Что скажу в качестве морали?
Панические атаки и по сей день бывают.
И жестокие. Ничего с ними сделать, очевидно, нельзя.
В метро ездить не могу. Но, как подкатывает это все – тошное, жуткое, иррациональное, липкое, страшное, – я вспоминаю про Тойфелькрайс, и про клинику, про З. З. и Лельку, – и какая-то булькающая радость в душе плещется. Говорю себе: «доктор Грин, мы теряем ее»… – полчаса дышу, упираюсь ногами, так как ходить по мне уже некому, развелась, желаю кому-нибудь «гуте бессерунг» – и вроде как и жить дальше можно.
По направлению к Дебаргу
В Доме творчества композиторов «Сортавала», на берегу прекрасного Ладожского озера, в пятидесяти километрах от Финляндии, но тем не менее в страшной глуши, среди отдыхающих музыкантш есть «дебаргонутые».

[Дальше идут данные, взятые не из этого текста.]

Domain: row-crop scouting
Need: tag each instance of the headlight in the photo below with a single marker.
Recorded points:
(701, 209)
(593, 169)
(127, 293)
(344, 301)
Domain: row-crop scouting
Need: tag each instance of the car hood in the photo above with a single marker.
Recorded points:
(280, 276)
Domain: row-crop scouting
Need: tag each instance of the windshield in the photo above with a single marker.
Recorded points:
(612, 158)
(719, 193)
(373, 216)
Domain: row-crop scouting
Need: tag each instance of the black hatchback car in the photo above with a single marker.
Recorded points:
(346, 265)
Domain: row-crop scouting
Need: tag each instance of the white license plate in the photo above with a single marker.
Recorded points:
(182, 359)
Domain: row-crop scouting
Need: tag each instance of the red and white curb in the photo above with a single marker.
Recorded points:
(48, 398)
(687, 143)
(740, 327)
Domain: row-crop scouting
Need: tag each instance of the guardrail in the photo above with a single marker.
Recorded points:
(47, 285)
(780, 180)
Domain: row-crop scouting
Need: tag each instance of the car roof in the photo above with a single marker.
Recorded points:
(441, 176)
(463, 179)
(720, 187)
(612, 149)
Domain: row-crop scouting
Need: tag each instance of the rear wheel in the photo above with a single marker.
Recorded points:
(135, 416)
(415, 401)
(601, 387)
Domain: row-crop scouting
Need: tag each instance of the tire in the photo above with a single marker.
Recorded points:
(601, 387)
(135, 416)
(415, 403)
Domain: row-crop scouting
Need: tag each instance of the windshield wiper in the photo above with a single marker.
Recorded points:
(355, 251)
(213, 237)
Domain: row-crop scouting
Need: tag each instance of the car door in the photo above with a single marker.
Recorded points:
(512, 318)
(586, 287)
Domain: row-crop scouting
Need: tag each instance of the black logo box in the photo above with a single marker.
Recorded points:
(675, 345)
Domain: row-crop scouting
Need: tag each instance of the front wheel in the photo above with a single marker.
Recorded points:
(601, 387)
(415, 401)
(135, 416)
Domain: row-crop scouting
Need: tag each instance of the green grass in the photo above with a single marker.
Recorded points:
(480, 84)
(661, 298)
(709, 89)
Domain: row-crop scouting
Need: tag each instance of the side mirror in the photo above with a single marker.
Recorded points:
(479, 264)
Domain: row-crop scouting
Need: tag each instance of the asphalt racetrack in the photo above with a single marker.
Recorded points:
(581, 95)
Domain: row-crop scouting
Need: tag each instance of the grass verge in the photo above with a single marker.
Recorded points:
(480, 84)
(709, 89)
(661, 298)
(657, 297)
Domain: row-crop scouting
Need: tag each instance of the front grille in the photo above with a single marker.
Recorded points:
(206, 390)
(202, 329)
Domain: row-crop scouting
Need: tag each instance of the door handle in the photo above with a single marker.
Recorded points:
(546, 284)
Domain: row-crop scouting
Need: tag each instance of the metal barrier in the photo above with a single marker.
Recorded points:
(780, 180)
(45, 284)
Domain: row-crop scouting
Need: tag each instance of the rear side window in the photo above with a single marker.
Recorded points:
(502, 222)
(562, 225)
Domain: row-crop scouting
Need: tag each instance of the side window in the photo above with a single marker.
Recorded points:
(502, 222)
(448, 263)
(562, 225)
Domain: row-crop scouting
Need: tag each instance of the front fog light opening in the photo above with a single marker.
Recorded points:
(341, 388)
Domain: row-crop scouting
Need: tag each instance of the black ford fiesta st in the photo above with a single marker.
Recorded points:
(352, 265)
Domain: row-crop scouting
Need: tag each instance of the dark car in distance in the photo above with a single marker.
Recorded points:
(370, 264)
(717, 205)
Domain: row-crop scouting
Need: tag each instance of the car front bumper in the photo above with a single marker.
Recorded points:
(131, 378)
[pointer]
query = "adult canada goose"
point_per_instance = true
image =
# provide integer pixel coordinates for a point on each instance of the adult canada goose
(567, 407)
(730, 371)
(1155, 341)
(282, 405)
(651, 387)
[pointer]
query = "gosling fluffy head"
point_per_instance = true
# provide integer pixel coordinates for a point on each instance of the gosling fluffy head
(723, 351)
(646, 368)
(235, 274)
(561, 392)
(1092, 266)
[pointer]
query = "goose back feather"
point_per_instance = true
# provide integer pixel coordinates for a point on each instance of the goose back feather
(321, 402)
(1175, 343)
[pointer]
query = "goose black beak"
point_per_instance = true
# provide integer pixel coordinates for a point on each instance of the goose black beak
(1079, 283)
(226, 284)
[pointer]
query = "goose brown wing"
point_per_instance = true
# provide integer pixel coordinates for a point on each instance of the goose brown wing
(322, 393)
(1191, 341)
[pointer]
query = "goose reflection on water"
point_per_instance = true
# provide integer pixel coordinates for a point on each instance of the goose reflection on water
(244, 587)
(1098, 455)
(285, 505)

Для тех, кто не в курсе, расшифровываю.
Дебаргонутые – это секта почитателей (чаще почитательниц) юного пианиста Люки Дебарга, который, несмотря на неказистую четвертую премию на конкурсе Чайковского в 2015 году, получил спецприз критики и завоевал множество сердец.
Девушки все хотели за него замуж (но это не основная категория), а дамы постарше, вроде меня (основная категория), прониклись нежными материнскими чувствами к худенькому французскому юноше, необыкновенно доброжелательному и одухотворенному.
И получилась такая мощная волна.
У дебаргонутых теперь есть свои форумы и сайты, они наперегонки публикуют там фотографии прекрасного Люки, переводят интервью, выкладывают пиратские записи, ревнуют друг к другу, сообща дают отпор «чужим», презирают поклонников пианистов, получивших три первые премии, и изнывают от любви и почитания к чудесному Люке.
Я, несмотря на свойственную мне иронию и цинизм, ослабляющие уровень дебаргонутости, сама тоже люблю слушать и переслушивать его конкурсного Моцарта и Равеля, Метнера и Скарлатти, хотя я не такая aficionado, как сказал бы Хемингуэй.
Как-то раз в Доме творчества было организовано паломничество для избранных: несколько дебаргонутых, на всю голову и в меру, хотели послушать трансляцию концерта Равеля в исполнении Дебарга из Монпелье.
Интернет на берегу залива в Доме композиторов еле работает, и только если наладит младший из нашего семейства, Сашенька. (Чем младше человек, тем он лучше шарит в «гаджетах».)
Так что мы все собрались поехать в город, где везде есть вожделенный «вай-фай».